All of Lincoln’s Motion Picture Company’s films were considered lost except for pieces of “By Right of Birth” (1921)—footage very familiar to scholars of American cinema.
“We often teach this fragment in our classes,” Field said. “As the only surviving footage made by the Lincoln company, it’s exceptionally valuable.”
The surviving four minutes is a jumble of short scenes and intertitle cards with little narrative cohesion. “Silent era cinema can be idiosyncratic, and race film is no exception,” says Field and Caddoo in a Library of Congress blog post. “However, something still didn’t add up.”
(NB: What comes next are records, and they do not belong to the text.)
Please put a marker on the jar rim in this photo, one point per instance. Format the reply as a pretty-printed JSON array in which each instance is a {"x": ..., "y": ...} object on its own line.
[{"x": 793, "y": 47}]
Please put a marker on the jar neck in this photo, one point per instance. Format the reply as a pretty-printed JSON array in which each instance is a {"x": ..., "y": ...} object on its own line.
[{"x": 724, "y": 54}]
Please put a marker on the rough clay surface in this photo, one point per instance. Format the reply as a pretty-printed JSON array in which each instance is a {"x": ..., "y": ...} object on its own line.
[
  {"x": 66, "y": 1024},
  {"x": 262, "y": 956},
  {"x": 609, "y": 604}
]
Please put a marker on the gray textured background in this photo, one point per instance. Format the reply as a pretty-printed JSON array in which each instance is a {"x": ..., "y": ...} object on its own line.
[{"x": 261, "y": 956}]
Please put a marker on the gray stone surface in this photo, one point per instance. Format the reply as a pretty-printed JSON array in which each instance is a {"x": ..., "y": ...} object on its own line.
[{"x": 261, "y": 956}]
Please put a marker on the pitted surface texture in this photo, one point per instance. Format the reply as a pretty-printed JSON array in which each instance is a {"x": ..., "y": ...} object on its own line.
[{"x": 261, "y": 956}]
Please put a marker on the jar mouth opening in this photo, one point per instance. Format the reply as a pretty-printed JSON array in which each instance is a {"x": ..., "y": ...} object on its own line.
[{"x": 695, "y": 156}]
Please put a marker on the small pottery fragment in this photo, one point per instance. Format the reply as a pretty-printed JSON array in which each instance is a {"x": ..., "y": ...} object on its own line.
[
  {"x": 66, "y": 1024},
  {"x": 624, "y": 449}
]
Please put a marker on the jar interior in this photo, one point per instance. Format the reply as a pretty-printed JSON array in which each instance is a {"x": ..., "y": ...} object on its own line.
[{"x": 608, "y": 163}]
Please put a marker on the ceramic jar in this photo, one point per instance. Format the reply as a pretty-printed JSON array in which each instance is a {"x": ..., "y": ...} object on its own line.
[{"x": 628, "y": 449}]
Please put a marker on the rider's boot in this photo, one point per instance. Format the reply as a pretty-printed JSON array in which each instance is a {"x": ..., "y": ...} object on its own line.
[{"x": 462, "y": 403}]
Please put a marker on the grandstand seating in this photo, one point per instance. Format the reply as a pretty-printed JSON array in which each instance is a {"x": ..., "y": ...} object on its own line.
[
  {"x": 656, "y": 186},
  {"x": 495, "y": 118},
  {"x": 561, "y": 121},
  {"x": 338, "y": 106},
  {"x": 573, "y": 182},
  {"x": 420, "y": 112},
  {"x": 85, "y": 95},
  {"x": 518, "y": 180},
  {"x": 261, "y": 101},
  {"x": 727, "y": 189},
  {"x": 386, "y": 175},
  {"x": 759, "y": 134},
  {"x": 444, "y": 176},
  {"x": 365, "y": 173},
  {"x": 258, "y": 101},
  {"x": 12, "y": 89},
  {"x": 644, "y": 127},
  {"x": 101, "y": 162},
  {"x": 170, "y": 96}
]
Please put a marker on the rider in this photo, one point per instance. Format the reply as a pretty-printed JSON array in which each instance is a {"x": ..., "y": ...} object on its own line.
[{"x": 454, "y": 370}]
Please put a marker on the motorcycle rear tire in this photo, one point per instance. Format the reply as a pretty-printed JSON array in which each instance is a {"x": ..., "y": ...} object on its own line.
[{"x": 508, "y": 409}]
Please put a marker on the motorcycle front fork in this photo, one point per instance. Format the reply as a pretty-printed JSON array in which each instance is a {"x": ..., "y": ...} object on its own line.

About two minutes into the clip, the scene abruptly shifts from a woman on a horse to two actors sitting on a front stoop. Jimmie Smith and Beulah Hall, both well-known actors of the time, were not known to have been in this film.
But it’s the flash of a superimposed couple—visible for only seconds—that tipped off Caddoo and Field. The man wearing a khaki hat was unmistakably Noble Johnson. This was strange, because Johnson left Lincoln Motion Picture Company in 1918 for a decades-long career in mainstream Hollywood.
Caddoo traveled to the George P. Johnson archive in California to confirm her suspicions. Though there was no other footage, Cadddo and Field used movie posters, stills and articles to compare with the film fragment. Everything pointed to “Trooper.”
At the center of the plot is a love triangle. A kind-hearted, but inept Joe (Noble Johnson) competes with popular Jimmy (Jimmie Smith) for the affections of Clara (Beulah Hall). Joe joins the army and is eventually dispatched to Mexico to fight in the Battle of Carrizal. After saving his captain, Joe returns as a hero and reunites with Clara.
“When ‘Trooper of Troop K’ screened in Black and white theaters across the country, audiences thrilled at its action-packed battle scenes and its charismatic star,” writes Field and Caddoo.
“This small fragment of ‘The Trooper of Troop K’ represents the earliest known material to survive that was produced by a Black-owned and operated film company,” Field said. “It’s valuable as a piece of historical evidence of Lincoln filmmaking—from the use of special effects to the earliest surviving screen appearance of Noble Johnson.”
Caddoo and Field worked with the Library of Congress to properly catalog the “Trooper” fragment. The re-discovery will help future researchers of the Lincoln Company’s filmography or Johnson’s career.
“Bringing fresh eyes—and new audiences—to old media helps us see it anew, and better appreciate the innovation and skills of these early filmmakers who worked in a medium that was not hospitable to African Americans,” Field said. “Their ingenuity is a constant source of inspiration for me and I’m excited to share it with viewers now.”